When the digital age arrived, you could find out numbers by simply entering them into a search engine.

Like so many features of the Early Telephone Era — the dial, the twisty wire to play with while you chatted away at your telephone table — the phone book was suddenly, effectively, dead.

At least I thought so. Popping into the Post Office the other day, however, a remarkable new print version of this once essential publication caught my eye. “The phone book,” it announced on the cover. “We’ve changed a lot since 1880.”

This book is brought to you by BT, who certainly haven’t been around since 1880, the year after the public telephone service was introduced into the UK. Granted, an outfit called The Telephone Company did publish a book in 1880 that contained some business names — a sort of updated Kelly’s Directory — but, crucially, in an act of astonishing misrepresentation, no phone numbers.

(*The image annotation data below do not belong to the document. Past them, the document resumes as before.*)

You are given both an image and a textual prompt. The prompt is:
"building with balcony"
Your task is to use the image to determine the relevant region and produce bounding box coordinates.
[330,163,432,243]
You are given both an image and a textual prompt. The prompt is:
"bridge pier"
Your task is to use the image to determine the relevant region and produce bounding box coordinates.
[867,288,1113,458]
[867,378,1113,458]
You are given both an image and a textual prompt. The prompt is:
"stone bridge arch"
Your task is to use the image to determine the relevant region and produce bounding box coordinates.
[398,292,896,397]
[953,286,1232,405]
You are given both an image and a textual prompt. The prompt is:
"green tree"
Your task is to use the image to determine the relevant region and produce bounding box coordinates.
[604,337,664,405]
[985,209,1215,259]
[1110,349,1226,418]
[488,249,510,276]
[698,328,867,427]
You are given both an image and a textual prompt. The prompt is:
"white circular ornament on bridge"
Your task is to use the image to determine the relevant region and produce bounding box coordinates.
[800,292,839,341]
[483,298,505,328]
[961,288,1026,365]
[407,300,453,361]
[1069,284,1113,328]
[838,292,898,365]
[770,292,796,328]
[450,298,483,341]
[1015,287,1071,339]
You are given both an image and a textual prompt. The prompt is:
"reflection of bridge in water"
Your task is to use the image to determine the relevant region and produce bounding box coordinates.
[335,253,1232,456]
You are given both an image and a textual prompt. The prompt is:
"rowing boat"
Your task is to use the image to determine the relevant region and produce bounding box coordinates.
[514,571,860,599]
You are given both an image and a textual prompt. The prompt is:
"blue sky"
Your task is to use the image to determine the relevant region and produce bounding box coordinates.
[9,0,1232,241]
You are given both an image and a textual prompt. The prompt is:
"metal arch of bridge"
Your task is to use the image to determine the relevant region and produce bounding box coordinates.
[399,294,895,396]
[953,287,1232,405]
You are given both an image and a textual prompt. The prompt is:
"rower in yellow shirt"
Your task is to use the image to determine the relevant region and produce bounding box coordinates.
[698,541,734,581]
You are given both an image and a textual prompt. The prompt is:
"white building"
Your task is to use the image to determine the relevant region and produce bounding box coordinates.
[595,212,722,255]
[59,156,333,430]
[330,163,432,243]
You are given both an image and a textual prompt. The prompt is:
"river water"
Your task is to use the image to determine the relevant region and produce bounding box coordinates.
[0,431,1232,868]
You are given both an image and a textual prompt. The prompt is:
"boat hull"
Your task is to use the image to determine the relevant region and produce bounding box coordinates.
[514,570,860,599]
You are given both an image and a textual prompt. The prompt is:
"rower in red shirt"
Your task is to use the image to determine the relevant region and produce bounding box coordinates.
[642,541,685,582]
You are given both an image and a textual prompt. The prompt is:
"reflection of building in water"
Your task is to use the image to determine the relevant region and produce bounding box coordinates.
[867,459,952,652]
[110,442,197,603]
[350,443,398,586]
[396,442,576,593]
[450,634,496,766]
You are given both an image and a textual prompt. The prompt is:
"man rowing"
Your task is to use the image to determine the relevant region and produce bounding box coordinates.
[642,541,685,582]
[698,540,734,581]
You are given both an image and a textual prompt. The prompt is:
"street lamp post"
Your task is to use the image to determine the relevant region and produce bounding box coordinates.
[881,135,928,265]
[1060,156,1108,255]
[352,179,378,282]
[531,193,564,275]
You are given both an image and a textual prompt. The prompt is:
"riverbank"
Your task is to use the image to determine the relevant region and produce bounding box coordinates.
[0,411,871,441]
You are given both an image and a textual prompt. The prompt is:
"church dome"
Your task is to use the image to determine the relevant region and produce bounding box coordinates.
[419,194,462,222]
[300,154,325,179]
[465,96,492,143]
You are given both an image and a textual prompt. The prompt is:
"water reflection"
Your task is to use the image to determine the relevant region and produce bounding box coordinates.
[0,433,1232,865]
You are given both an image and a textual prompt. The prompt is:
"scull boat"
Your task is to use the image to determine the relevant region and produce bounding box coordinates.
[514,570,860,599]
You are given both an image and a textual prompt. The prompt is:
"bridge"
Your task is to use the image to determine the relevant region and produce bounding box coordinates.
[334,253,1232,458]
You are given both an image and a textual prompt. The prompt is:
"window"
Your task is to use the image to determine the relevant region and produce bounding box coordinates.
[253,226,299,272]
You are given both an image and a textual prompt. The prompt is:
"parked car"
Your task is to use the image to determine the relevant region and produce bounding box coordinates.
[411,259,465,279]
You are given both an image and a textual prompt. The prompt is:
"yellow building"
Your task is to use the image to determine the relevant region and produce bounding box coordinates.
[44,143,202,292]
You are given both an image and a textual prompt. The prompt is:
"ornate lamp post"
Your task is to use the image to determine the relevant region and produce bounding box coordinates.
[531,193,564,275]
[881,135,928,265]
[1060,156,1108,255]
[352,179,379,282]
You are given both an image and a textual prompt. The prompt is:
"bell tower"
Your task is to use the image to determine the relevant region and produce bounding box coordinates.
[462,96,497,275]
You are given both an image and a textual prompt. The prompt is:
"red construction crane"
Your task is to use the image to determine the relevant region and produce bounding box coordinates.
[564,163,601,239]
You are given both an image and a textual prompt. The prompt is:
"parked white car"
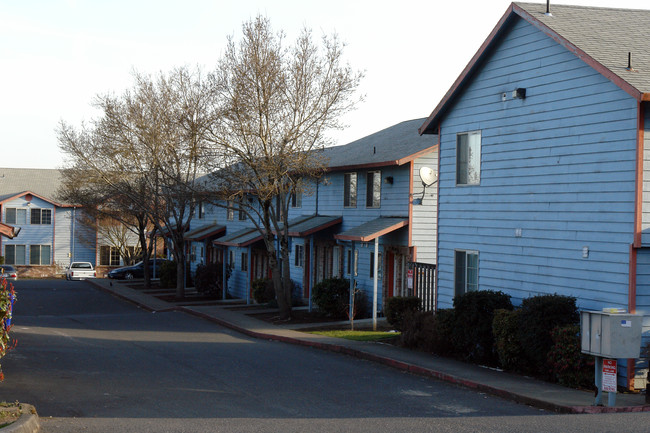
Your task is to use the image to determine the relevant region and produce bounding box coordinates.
[65,262,97,280]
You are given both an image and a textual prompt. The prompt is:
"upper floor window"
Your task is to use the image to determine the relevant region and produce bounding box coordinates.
[366,171,381,207]
[99,245,120,266]
[454,250,478,296]
[291,191,302,207]
[343,173,357,207]
[5,245,27,265]
[29,245,52,265]
[30,209,52,224]
[5,207,27,224]
[456,131,481,185]
[293,244,305,268]
[241,253,248,272]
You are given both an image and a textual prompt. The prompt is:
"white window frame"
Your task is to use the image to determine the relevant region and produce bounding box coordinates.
[366,170,381,209]
[29,245,52,266]
[5,207,27,225]
[454,250,479,296]
[293,244,305,268]
[343,171,359,208]
[456,131,482,186]
[4,244,27,266]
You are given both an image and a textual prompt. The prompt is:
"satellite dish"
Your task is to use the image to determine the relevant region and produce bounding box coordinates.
[420,167,438,186]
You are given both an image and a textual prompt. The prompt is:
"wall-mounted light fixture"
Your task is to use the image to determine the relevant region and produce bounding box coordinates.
[512,87,526,99]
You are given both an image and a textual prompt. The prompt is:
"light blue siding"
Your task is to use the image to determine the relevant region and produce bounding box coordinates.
[438,16,637,308]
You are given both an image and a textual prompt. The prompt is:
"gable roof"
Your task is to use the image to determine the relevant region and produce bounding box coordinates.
[419,2,650,134]
[323,118,437,171]
[0,167,62,204]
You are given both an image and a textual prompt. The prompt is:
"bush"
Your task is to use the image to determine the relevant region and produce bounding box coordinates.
[0,278,17,382]
[194,263,223,294]
[547,324,594,389]
[312,278,368,319]
[452,290,513,365]
[518,294,579,374]
[160,261,176,289]
[384,296,421,331]
[312,278,350,318]
[492,309,524,371]
[160,261,194,289]
[253,278,275,304]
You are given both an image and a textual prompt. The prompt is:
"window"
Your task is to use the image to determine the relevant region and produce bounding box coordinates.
[291,191,302,207]
[366,171,381,207]
[99,245,120,266]
[345,250,359,277]
[454,250,478,296]
[456,131,481,185]
[5,207,27,224]
[293,244,305,268]
[239,202,246,221]
[226,200,235,221]
[370,251,382,279]
[343,173,357,207]
[30,209,52,224]
[241,253,248,272]
[29,245,51,265]
[5,245,26,265]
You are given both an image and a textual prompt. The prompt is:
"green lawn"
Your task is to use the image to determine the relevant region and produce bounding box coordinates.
[309,330,400,341]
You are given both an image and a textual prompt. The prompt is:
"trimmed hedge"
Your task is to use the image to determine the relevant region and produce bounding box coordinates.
[384,296,422,331]
[253,278,275,304]
[453,290,513,366]
[518,294,580,373]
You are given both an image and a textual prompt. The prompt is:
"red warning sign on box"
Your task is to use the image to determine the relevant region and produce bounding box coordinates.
[603,359,616,392]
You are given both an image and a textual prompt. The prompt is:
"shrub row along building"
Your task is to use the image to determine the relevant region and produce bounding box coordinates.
[0,2,650,388]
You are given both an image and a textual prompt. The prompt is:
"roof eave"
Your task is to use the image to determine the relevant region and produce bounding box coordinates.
[418,3,650,135]
[418,3,515,135]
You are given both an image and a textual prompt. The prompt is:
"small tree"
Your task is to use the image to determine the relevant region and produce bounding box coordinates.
[210,16,362,319]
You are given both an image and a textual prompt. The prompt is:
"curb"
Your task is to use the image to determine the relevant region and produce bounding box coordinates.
[90,284,650,414]
[0,403,41,433]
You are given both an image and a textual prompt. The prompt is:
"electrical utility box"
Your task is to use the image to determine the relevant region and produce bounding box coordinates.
[580,311,643,359]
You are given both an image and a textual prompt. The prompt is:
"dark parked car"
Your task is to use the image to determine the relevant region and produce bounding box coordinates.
[0,265,18,281]
[108,259,169,280]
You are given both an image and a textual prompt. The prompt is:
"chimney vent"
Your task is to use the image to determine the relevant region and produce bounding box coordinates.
[544,0,553,17]
[625,51,636,72]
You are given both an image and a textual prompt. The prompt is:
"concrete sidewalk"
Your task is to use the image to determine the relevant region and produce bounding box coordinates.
[87,278,650,413]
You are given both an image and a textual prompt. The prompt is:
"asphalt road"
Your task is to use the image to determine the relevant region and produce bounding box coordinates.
[0,280,650,433]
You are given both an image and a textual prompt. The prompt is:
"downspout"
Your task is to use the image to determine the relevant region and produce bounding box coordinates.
[70,206,77,263]
[372,236,379,331]
[627,101,645,390]
[308,235,315,312]
[433,125,442,313]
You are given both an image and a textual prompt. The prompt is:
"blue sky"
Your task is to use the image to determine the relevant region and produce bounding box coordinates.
[0,0,650,168]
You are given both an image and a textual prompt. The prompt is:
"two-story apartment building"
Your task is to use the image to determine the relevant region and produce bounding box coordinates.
[188,119,438,310]
[420,2,650,387]
[0,168,137,277]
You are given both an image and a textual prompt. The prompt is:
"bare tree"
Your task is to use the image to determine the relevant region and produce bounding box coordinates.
[59,68,215,298]
[206,16,362,318]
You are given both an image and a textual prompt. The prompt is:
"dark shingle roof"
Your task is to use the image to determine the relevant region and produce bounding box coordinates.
[323,119,437,170]
[515,2,650,93]
[419,2,650,134]
[0,168,61,202]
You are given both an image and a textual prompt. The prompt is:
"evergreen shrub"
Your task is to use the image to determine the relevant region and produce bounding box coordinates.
[452,290,513,366]
[384,296,421,331]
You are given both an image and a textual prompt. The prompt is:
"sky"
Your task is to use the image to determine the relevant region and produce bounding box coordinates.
[0,0,650,168]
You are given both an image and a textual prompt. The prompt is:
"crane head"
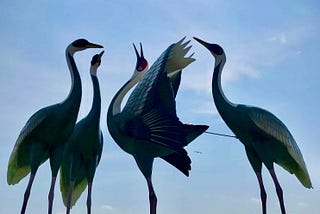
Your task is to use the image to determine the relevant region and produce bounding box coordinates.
[68,39,103,54]
[193,37,224,57]
[133,42,148,72]
[90,51,104,76]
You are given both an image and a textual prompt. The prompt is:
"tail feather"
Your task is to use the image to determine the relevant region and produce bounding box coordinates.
[183,124,209,145]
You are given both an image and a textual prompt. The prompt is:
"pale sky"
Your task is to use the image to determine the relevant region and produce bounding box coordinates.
[0,0,320,214]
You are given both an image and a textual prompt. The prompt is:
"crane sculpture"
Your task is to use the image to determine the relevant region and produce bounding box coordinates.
[60,51,104,214]
[194,38,312,214]
[107,39,208,214]
[7,39,102,214]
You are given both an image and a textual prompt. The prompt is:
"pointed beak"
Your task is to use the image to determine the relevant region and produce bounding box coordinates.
[86,42,103,48]
[193,37,210,48]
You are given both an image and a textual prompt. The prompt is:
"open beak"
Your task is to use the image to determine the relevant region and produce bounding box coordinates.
[193,37,210,48]
[133,43,141,58]
[86,42,103,48]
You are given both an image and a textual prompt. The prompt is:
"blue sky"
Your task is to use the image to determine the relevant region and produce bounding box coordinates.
[0,0,320,214]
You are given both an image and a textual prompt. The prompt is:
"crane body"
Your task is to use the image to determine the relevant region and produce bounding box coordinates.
[107,40,208,214]
[60,52,104,213]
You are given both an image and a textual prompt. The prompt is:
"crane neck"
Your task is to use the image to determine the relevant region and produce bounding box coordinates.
[62,46,82,109]
[88,74,101,123]
[108,75,141,116]
[212,54,236,115]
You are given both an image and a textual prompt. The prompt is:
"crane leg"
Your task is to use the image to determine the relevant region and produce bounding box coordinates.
[146,177,157,214]
[87,182,92,214]
[256,172,267,214]
[48,176,57,214]
[66,181,74,214]
[20,174,35,214]
[269,168,286,214]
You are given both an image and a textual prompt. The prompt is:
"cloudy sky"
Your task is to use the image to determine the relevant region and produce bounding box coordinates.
[0,0,320,214]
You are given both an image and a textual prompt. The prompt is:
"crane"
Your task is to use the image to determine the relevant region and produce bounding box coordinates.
[107,39,208,214]
[194,37,312,214]
[7,39,102,214]
[60,51,104,214]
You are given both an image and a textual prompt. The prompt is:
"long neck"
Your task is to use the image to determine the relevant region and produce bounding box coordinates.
[62,48,82,108]
[212,55,236,118]
[88,75,101,123]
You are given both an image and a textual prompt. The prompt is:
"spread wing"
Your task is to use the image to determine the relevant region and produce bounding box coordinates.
[248,107,312,188]
[7,106,54,184]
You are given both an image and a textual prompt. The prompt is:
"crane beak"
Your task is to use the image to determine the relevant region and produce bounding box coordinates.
[193,37,210,48]
[133,43,141,58]
[99,51,104,59]
[86,42,103,48]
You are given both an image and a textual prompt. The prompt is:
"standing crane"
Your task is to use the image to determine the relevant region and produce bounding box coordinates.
[107,39,208,214]
[7,39,102,214]
[60,51,104,214]
[194,38,312,214]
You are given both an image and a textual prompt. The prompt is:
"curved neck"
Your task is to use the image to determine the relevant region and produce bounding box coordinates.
[212,55,236,116]
[88,75,101,122]
[62,47,82,110]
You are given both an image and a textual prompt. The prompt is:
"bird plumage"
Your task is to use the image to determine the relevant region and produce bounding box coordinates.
[107,40,208,213]
[195,38,312,214]
[60,52,103,210]
[7,39,102,213]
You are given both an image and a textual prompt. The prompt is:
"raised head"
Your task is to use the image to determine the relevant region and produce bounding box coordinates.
[67,39,103,55]
[193,37,225,61]
[90,51,104,76]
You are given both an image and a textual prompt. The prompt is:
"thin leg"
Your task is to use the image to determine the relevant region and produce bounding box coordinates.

We had to wait until 1896 for those.

The new phone book is a mixture of ads, business listings like the Yellow Pages, and those familiar teeny-tiny listings for residential numbers. It’s free to BT customers and available for a fee to those with an innate sense of curiosity. I suppose it will be useful if we wake up tomorrow morning and find that the Internet has vanished.

However, if you see one of these disappearing phone books, cherish its survival in a world now dedicated to its demise. As BT itself explains:

“In fact, we still print 18 million Phone Books every year, but with dwindling demand and the high environmental impact of printing and distributing these hard copies, we’ve decided that March 2024 will see the last books rolling off the print run.”

Once, you got a phone number assigned to your landline. It was yours as long as you lived at that address. Now that we live in MobileWorld, directories are impossible to maintain. You could change your number every week, if you so desired. And a print version of that…?

The phone book: Another thing we just had. Until we didn’t.